Events

Events objects store complex information about multiple assets over a time period.
Typical types of events that would be stored in this service might include Alarms, Process Data, and Logs.
For the storage of low volume, manually generated, schedulable activities (such as maintenance schedules, work orders or other ‘appointment’ type activities, the Data Modelling service is now recommended.

Important Note:

Events and Time Series are somewhat closely related in that both are high volume types of data, capable of recording data in microsecond resolutions. However, Events is not recommended as a Time Series store, such as where the data flow is from a single instance of sensors (i.e. temperature, pressure, voltage), simulators or state machines (on, off, disconnected, etc).
Time Series offers very low latency read and write performance, as well as specialised filters and aggregations that are tailored to the analysis of time series data.

An event’s time period is defined by a start time and end time, both millisecond timestamps since the UNIX epoch. The timestamps can be in the future. In addition, events can have a text description as well as arbitrary metadata and properties.
When storing event information in metadata, it should be considered that all data is stored as string format.

Caveats:
Due to the eventually consistent nature of Asset IDs stored in Events, it should be noted that Asset ID references obtained from the Events API may occasionally be invalid (such as if an Asset ID is deleted, but the reference to that ID remains in the Event record for a time).

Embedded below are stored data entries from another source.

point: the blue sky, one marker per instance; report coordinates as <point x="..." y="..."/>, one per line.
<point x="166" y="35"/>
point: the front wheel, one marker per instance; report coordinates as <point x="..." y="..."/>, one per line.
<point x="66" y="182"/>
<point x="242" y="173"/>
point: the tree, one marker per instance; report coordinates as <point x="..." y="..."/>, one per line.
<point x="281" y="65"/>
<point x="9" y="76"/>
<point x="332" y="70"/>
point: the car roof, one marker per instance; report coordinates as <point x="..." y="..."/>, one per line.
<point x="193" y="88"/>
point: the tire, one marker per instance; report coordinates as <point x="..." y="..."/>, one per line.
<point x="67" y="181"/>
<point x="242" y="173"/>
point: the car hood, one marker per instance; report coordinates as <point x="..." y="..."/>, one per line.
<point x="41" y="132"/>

Asset references obtained from an event - through asset ids - may be invalid, simply by the non-transactional nature of HTTP. They are maintained in an eventual consistent manner.

Rate and concurrency limits

Both the rate of requests (denoted as request per second, or ‘rps’) and the number of concurrent (parallel) requests are governed by limits, for all CDF API endpoints. If a request exceeds one of the limits, it will be throttled with a 429: Too Many Requests response. More on limit types and how to avoid being throttled is described here.

Limits are defined at both the overall API service level, and on the API endpoints belonging to the service.
Some types of requests consume more resources (compute, storage IO) than others, and where a service handles multiple concurrent requests with varying resource consumption. For example, ‘CRUD’ type requests (Create, Retrieve, Request ByIDs, Update and Delete) are far less resource intensive than ‘Analytical’ type requests (List, Search and Filter) and in addition, the most resource intensive Analytical endpoint of all, Aggregates, receives its own request budget within the overall Analytical request budget.
The version 1.0 limits for the overall API service and its constituent endpoints are illustrated in the diagram below.
These limits are subject to change, pending review of changing consumption patterns and resource availability over time:

Translating RPS into data speed

A single request may retrieve up to 1000 items. In the context of Events, 1 item = 1 event record
Therefore, the maximum theoretical data speed at the top API service level is 200,000 items per second for all consumers, and 150,000 for a single identity or client in a project.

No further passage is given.